Big Day

OK…this is getting real!

Until the last few weeks, life has been normal…well somewhat normal.  My reflection in the mirror, mostly unchanged and my positive attitude unwavering!  My cancer has been a motivator of positive changes and has lingered in the background of a full and rich life. Yes, I tire easier, my feet hurt from neuropathy, I’ve lost some hair and I’m chubbier from the chemo.  But I’ve also learned to love more, live more and appreciate every detail in my life.

And life has been full of details!   A new grandbaby, Mila Grace, to cherish, spoil and love, my grandson Reid William, to make me laugh…his zeal for life, passion for reading and baseball, big heart and smile makes every day a good day!  There have been birthdays to celebrate, a new house for my daughter and son-in-law, a new knee for my sister Jan, retirement for my sister Deb, and fun times with friends and family!

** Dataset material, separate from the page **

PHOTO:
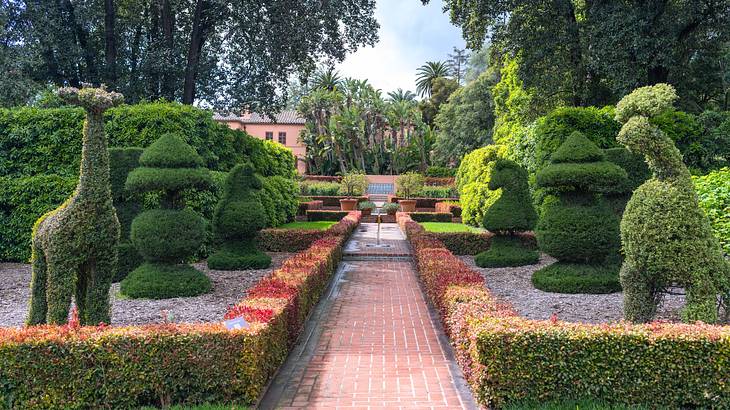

All this while being poked and tested, and collecting stem cells for transplant to try to conquer this multiple myeloma beast!

And finally, it is here…it is real.  It is cancer killer day!

Today I will get a mega dose of chemo to kill the multiple myeloma bad guys and unfortunately many of the good guys that have been working hard to protect me!  This is the first day of the stem cell transplant process and is followed by a “rescue” transfusion on Thursday and Friday when the cells collected in May are returned to me!   (Technically called “Infusion of Hematopoietic Progenitor Cells and Therapeutic Cells).  These cells are my cells (autologous transplant) collected when my multiple myeloma was in remission in May.  These are my warriors!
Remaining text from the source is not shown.